Methods: The Medical Ethics Committee approved this study. Initially, 954 MHD patients in dialysis centers were recruited. A total of 901 patients met the inclusion criteria and were followed-up for 1 year. Patients were stratified by SAL into four equal-sized groups: first quartile (<6 µg/L), second quartile (6–9 µg/L), third quartile (9–13 µg/L), and fourth quartile (>13 µg/L). Demographic, biochemical, and dialysis-related data were obtained for analyses. A linear regression model was applied to identify factors associated with SAL. Cox proportional hazard model was used to determine the significance of variables in prediction of mortality.

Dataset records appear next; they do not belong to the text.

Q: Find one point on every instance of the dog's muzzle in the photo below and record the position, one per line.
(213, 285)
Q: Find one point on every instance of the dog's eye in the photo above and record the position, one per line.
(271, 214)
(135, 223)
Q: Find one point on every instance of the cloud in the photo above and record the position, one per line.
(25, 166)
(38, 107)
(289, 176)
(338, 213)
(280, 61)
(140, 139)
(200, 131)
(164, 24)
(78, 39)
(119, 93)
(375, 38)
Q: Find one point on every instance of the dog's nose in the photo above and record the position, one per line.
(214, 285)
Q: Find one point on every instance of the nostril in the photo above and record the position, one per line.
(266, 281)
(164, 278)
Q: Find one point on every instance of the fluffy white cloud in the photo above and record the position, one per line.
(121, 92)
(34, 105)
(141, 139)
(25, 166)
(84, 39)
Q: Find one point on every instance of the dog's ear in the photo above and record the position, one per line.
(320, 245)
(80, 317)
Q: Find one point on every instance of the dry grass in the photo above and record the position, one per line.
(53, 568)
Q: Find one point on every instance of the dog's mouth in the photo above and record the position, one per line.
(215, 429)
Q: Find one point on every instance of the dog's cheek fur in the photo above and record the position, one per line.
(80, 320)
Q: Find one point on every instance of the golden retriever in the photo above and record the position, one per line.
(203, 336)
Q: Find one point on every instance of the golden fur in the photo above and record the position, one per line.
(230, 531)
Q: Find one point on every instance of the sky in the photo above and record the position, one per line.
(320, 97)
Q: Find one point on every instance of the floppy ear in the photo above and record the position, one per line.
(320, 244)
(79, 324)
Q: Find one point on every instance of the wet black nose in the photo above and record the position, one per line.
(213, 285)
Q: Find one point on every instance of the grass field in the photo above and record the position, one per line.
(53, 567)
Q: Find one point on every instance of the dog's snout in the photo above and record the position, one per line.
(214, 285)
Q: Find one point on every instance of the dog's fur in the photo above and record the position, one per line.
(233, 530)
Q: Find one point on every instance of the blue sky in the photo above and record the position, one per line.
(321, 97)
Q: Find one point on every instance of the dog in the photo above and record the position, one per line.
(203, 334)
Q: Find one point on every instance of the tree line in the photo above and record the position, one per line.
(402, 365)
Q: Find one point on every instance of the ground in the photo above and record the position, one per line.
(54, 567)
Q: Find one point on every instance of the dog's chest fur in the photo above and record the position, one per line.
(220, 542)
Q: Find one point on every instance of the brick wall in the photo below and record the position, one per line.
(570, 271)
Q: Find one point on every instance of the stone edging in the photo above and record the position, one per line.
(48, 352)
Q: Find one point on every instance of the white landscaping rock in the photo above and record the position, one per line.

Results: Only 9.3% of MHD patients had SALs of 20 µg/L or more. At the end of the follow-up, 54 patients (6%) died, and the main cause of death was cardiovascular disease. Kaplan–Meier survival analysis showed that patients in the fourth SAL quartile had higher mortality than those in the first SAL quartile (log rank test, χ2=13.47, P=0.004). Using the first quartile as reference, Cox multivariate analysis indicated that patients in the third quartile (hazard ratio =1.31, 95% confidence interval =1.12–1.53, P=0.038) and the fourth quartile (hazard ratio =3.19, 95% confidence interval =1.08–8.62, P=0.048) had increased risk of all-cause mortality.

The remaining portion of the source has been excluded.